Kalachakra means "time-wheel" or "time-cycles" in Sanskrit.

"If there is a seed of spirituality in this very city, that seed when it grows is bound to have an effect," the event-organizing Capital Area Tibetan Association said in a statement.

Some supporters said the Kalachakra's promising message that difference does not mean division could literally spread through the meditators to lawmakers, administration officials and others dealing with the national debt, wars and conflicts, environmental disasters and terrorism.


U.S. Justice Department prosecutor Mary Aubry, 57, who meditates 1 to 2 hours a day, told the Post she will participate in the Kalachakra, which is dedicated to world peace.

"If there's anything I can do to clean up my own act and spread some goodness, I want to do what I can," she said.

Western traditions have similar messages about how life's natural rhythms affect all things. The biblical Book of Ecclesiastes, for instance, proclaims, "For everything there is a season, and a time for every purpose under heaven."

The Dalai Lama will publicly celebrate his 76th birthday on the Kalachakra's first day, Wednesday. Participants are expected to include Mahatma Gandhi's grandson Arun Gandhi and Martin Luther King Jr.'s son Martin Luther King III.

The initiation event itself, at Washington's Verizon Center, is first to include three days of ritualistic prayers and chanting, meant to symbolically purify the sports and entertainment arena from material or ethereal obstacles, the event's Web site says. The ritual will also include the creation of the sand mandala.

The Dalai Lama will then give three days of basic teachings about Buddhist thought. The first day of these teachings will follow a free public "Talk for World Peace" the Nobel Peace laureate will give on the U.S. Capitol's giant West Lawn Saturday morning.


The rest of the event will include Kalachakra ritual dance performed by Namgyal Monastery monks and the Dalai Lama's actual conferment of Kalachakra initiations.
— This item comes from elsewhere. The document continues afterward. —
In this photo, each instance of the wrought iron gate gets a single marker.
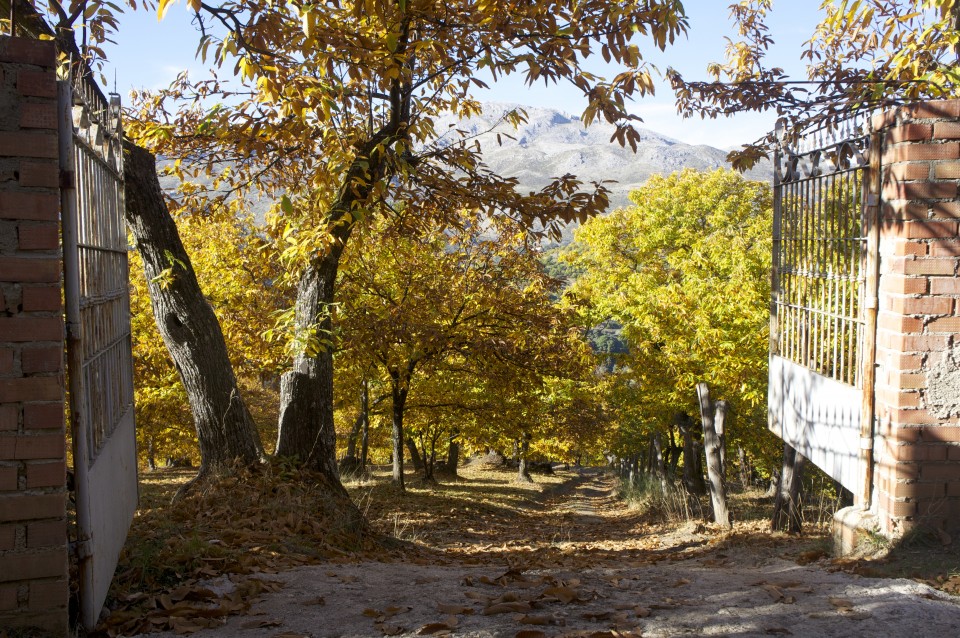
(99, 360)
(820, 339)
The conferment is to include a visualization of a massive palace of light, home to 722 deities, the Web site said.

The Dalai Lama then goes to Chicago to give a public talk on "Bridging the Faith Divide" at the University of Illinois at Chicago July 17, followed by a "Building Bridges" conversation with religious leaders at the Harris Theater for Music and Dance July 18.

Other participants are to include Tikkun magazine editor Rabbi Michael Lerner, Hartford (Conn.) Seminary Christian-Muslim relations Professor Ingrid Mattson and the Rev. Peg Chemberlin, president of the National Council of Churches.